SME lending growth high on Emirates NBD's agenda

While many UAE banks are reducing their exposure to small and medium-sized business debt, Emirates NBD is looking to take their place because the risks are worth the ­return.

“It’s part of our growth strategy to fund SMEs and it continues,” says Shayne Nelson, the bank’s chief executive.

“We’ll be more prudent in our acquisitions but I don’t want to see my SMEs shrinking, I want to see them growing. Banks step out of the system, that allows us to grow further.”

Abdul Aziz Al Ghurair, the chairman of the UAE Banking Federation, warned in November that a number of small-business owners might have fled the country, leaving unsettled debts of about Dh5bn.

That has not only been bad for banks, which have had to increase the amount of money they set aside for bad debt, but it is also not great news for SMEs seeking new loans or refinancing as these businesses are often the first to have their credit lines halted, Mr Nelson says.

And things may get worse before they get better. Among high-profile SME lending departures was Standard Chartered’s complete exit from the sector last year, while anecdotally many banks have scaled back substantially from lending to small businesses.

“The one area that has been hit hard is SMEs and micro SMEs and I would see 2016 to continue to be a difficult year for those counterparties,” Mr Nelson says. “As liquidity is tightening in this market, they feel it more than anyone else.

“They are the businesses that have the least power to pull in cash. SMEs I think will continue to struggle in 2016.”

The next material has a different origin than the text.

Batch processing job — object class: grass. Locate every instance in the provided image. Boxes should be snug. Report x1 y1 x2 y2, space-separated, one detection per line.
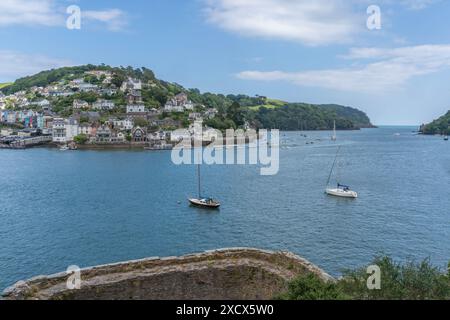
248 98 286 111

The executive says that his bank’s own portfolio of loans is minuscule as a proportion of overall lending and that while Emirates NBD has become more stringent about who it gives out loans to, there are more than enough businesses for it in the sector.

Banks in general have been shying away, not only because of the high risk of lending to fledgling businesses but because of the dwindling amount of money circulating in the system.

Gulf Finance, the Dubai speciality SME financier, shed a light on the increasing woes of small businesses in a report that showed that confidence among SMEs slipped to new lows in the fourth quarter of last year when the fall in the price of oil was most fierce.

SMEs polled reported in the survey they were finding it more difficult to secure financing and to get paid. They are also retrenching plans for expansion and have stopped hiring.

Seventy four per cent of respondents of Gulf Finance’s survey reported difficulties in their ability to raise money compared with 48 per cent in the third quarter. About 29 per cent of those polled reported problems in collecting payments in the fourth quarter compared with 15 per cent in the third quarter.

That is not music to the Government’s ears. UAE Government officials have been counting on small businesses to play a key role in the development of the economy. SMEs account for 86 per cent of the workforce in the private sector, according to the Ministry of Economy. And 300,000 companies can be classified as part of the SME sector, according to ministry data.

Mr Nelson says he is not oblivious to the importance of SMEs to the local economy and sees supporting them a duty.

“To me, one of the things that banks owe society, an economy, is to fund SMEs because they are the businesses that employ people that are the future large businesses down the line and it’s part of our obligation to fund them and it’s a good profitable business if you get it right.”